Last week I harped on the French police for letting seven possible terrorists go. The FBI matched their names on Air France flight manifests to those on a US terrorist watch list.
Forget I mentioned it. France did nothing wrong.
As it turned out, those who were detained were caught up in mistaken identity.
Their names were coincidentally the same or only similar to those on the terrorist watch list. One of them was only seven years old.
It looks like incompetence. But it’s also to be expected when officials need to act quickly on imperfect and murky intelligence.
”A check was carried out in each case and in each case it turned out to be negative,” a [French] ministry spokesman told AFP.
“The FBI worked with family names and some family names sound alike,” the spokesman said, noting that some of the names had been transliterated from Arabic, which uses a different alphabet from French and English.

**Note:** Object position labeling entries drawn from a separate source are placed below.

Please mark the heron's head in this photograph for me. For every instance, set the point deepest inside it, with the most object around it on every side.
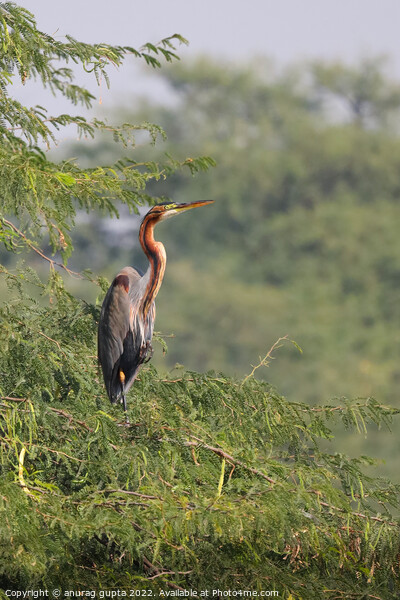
(167, 209)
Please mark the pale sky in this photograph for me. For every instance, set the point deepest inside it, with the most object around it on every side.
(285, 30)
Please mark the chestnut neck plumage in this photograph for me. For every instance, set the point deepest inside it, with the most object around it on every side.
(155, 252)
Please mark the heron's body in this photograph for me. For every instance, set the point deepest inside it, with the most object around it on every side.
(128, 312)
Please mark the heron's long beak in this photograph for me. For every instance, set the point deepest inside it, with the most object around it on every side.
(181, 207)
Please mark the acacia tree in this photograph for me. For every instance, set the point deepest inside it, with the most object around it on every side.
(217, 484)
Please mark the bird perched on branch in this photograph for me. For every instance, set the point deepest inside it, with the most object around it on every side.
(128, 312)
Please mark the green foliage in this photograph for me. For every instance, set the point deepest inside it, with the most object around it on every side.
(215, 481)
(218, 482)
(303, 230)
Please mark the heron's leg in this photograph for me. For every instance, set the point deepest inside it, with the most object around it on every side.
(122, 380)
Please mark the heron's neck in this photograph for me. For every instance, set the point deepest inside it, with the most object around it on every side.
(155, 252)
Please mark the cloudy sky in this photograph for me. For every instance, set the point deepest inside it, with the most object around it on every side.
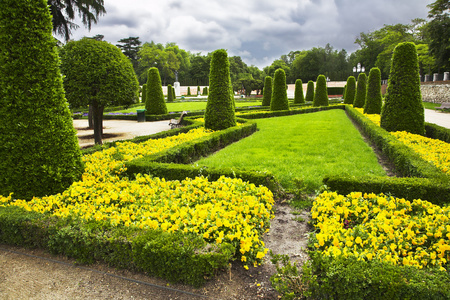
(259, 31)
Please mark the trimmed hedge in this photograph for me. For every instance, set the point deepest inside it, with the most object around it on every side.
(173, 256)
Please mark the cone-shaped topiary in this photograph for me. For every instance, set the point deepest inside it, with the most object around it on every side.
(219, 112)
(298, 94)
(350, 90)
(154, 103)
(267, 91)
(403, 108)
(279, 99)
(361, 90)
(321, 94)
(373, 96)
(310, 91)
(39, 148)
(169, 93)
(144, 93)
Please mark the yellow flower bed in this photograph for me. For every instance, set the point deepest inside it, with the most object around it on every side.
(381, 227)
(226, 210)
(432, 150)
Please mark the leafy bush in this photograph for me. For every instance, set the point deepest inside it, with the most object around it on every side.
(310, 91)
(373, 98)
(298, 96)
(267, 91)
(360, 98)
(279, 99)
(220, 107)
(39, 149)
(403, 108)
(155, 104)
(350, 90)
(321, 95)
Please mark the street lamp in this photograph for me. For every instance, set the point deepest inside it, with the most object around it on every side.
(359, 69)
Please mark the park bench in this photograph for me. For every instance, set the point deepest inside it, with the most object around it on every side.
(444, 106)
(177, 123)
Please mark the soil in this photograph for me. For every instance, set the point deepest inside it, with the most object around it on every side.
(35, 274)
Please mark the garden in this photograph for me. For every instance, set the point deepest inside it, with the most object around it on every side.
(184, 204)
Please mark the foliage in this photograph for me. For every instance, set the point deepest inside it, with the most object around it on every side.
(321, 94)
(38, 144)
(279, 99)
(298, 96)
(373, 97)
(350, 90)
(97, 73)
(154, 104)
(63, 13)
(403, 109)
(310, 91)
(267, 91)
(220, 108)
(361, 90)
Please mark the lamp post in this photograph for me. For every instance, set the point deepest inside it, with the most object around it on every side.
(359, 69)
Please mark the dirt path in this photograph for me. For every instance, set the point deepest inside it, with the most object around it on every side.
(35, 274)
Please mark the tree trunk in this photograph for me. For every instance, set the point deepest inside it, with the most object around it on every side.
(97, 111)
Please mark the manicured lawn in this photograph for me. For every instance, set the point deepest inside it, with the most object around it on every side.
(189, 106)
(306, 147)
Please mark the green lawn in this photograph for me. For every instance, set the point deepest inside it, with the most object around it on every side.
(189, 106)
(306, 147)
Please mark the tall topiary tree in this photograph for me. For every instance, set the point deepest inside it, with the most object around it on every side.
(403, 108)
(321, 94)
(310, 91)
(154, 103)
(219, 112)
(169, 93)
(279, 95)
(39, 148)
(361, 90)
(298, 94)
(144, 93)
(373, 96)
(350, 91)
(267, 91)
(97, 73)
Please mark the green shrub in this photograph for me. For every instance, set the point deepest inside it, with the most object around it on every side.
(267, 91)
(310, 91)
(350, 90)
(374, 99)
(279, 99)
(155, 104)
(169, 93)
(321, 95)
(360, 98)
(219, 113)
(298, 96)
(39, 149)
(403, 108)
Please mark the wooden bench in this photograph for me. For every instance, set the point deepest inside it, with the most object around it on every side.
(177, 123)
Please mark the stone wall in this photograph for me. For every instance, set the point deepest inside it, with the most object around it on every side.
(436, 93)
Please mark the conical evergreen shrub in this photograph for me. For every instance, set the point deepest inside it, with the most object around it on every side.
(403, 108)
(169, 93)
(321, 94)
(361, 90)
(220, 113)
(373, 96)
(39, 150)
(155, 104)
(310, 91)
(298, 94)
(267, 91)
(350, 91)
(279, 99)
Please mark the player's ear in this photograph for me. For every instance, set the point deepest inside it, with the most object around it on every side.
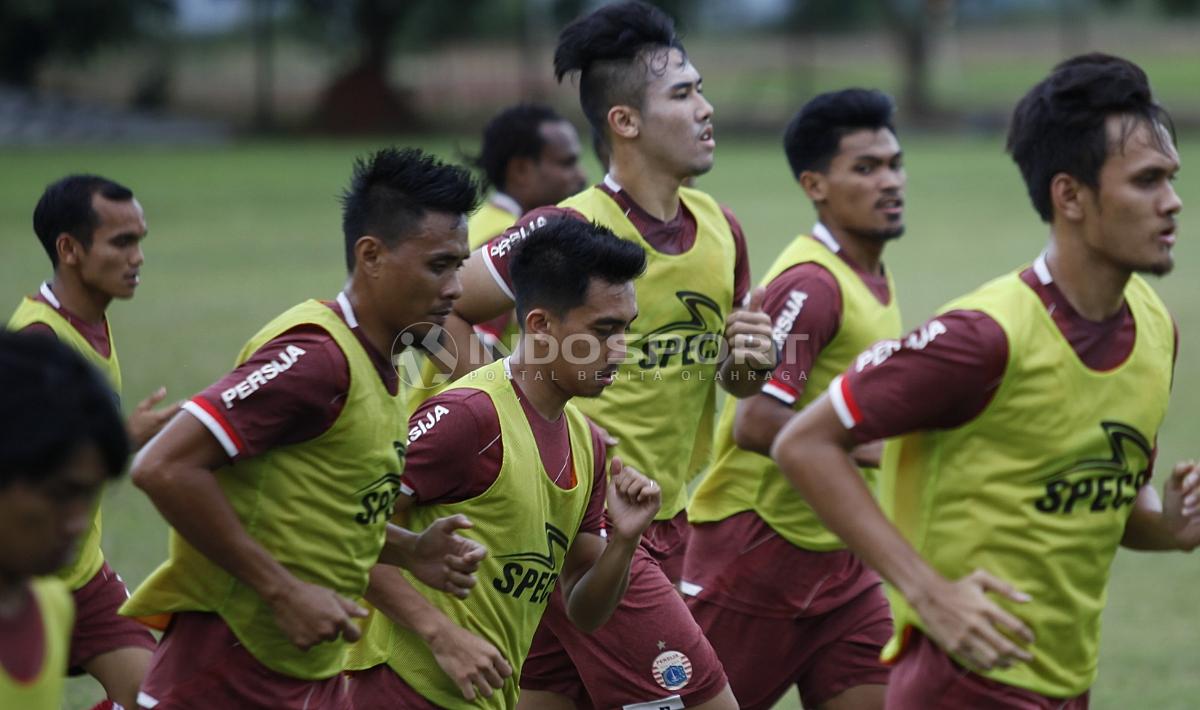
(369, 253)
(624, 121)
(814, 185)
(69, 250)
(1067, 196)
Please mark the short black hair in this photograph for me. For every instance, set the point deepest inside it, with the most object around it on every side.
(610, 49)
(54, 403)
(815, 133)
(513, 133)
(65, 206)
(391, 190)
(1060, 126)
(553, 265)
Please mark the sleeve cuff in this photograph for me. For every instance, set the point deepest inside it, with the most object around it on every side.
(215, 425)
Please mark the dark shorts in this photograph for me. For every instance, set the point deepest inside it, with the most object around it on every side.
(649, 651)
(780, 615)
(99, 629)
(924, 678)
(381, 687)
(199, 663)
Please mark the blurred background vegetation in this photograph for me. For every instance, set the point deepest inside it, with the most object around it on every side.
(388, 66)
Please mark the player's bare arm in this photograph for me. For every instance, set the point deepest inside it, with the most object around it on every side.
(595, 571)
(175, 470)
(1171, 522)
(750, 349)
(438, 555)
(814, 452)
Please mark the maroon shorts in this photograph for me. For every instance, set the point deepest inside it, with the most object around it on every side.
(99, 629)
(924, 678)
(649, 650)
(381, 687)
(781, 615)
(199, 663)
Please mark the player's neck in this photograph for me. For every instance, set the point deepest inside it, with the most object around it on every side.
(863, 251)
(539, 385)
(87, 304)
(12, 595)
(1093, 287)
(654, 191)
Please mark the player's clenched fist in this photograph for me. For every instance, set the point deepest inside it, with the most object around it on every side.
(748, 335)
(633, 500)
(310, 614)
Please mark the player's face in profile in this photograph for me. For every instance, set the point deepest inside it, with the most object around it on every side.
(420, 275)
(592, 337)
(558, 173)
(864, 185)
(1133, 212)
(677, 120)
(112, 265)
(41, 521)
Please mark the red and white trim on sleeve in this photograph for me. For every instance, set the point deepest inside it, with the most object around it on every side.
(781, 391)
(216, 425)
(844, 403)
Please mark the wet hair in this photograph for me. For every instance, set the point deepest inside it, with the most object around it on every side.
(615, 49)
(513, 133)
(814, 136)
(54, 404)
(1061, 125)
(391, 191)
(65, 206)
(553, 265)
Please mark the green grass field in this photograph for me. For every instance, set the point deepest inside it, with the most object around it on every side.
(238, 234)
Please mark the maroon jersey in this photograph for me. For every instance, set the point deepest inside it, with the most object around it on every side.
(947, 380)
(804, 305)
(455, 451)
(96, 334)
(673, 236)
(249, 414)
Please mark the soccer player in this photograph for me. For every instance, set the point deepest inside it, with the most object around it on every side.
(91, 228)
(639, 89)
(507, 446)
(1026, 414)
(280, 479)
(765, 578)
(61, 439)
(531, 157)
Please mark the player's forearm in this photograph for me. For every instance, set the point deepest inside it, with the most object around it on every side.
(592, 600)
(1146, 530)
(193, 504)
(827, 479)
(739, 379)
(390, 593)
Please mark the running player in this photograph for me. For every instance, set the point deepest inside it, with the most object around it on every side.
(505, 446)
(639, 89)
(531, 157)
(762, 572)
(60, 441)
(91, 228)
(1027, 414)
(279, 480)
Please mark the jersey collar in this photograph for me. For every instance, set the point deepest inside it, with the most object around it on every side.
(1042, 270)
(49, 296)
(347, 310)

“The difficulty is compounded when you have no first name or date of birth,” he said.
If it hadn’t taken a week for all the details to emerge, this would have been a non-story.
UPDATE: The first story I linked to said seven people on terrorist watch lists were found to have purchased tickets on Air France flights. And the second story said six were released. I wondered what happened to the seventh person, but chalked it up to sloppy reporting.
Turns out, the seventh person ran away and no one knows where he is.
One passenger who did not show up for the flight has fled and cannot be found, a U.S. intelligence official said. He was described as a male of Middle Eastern descent who is a pilot, according to another U.S. intelligence official.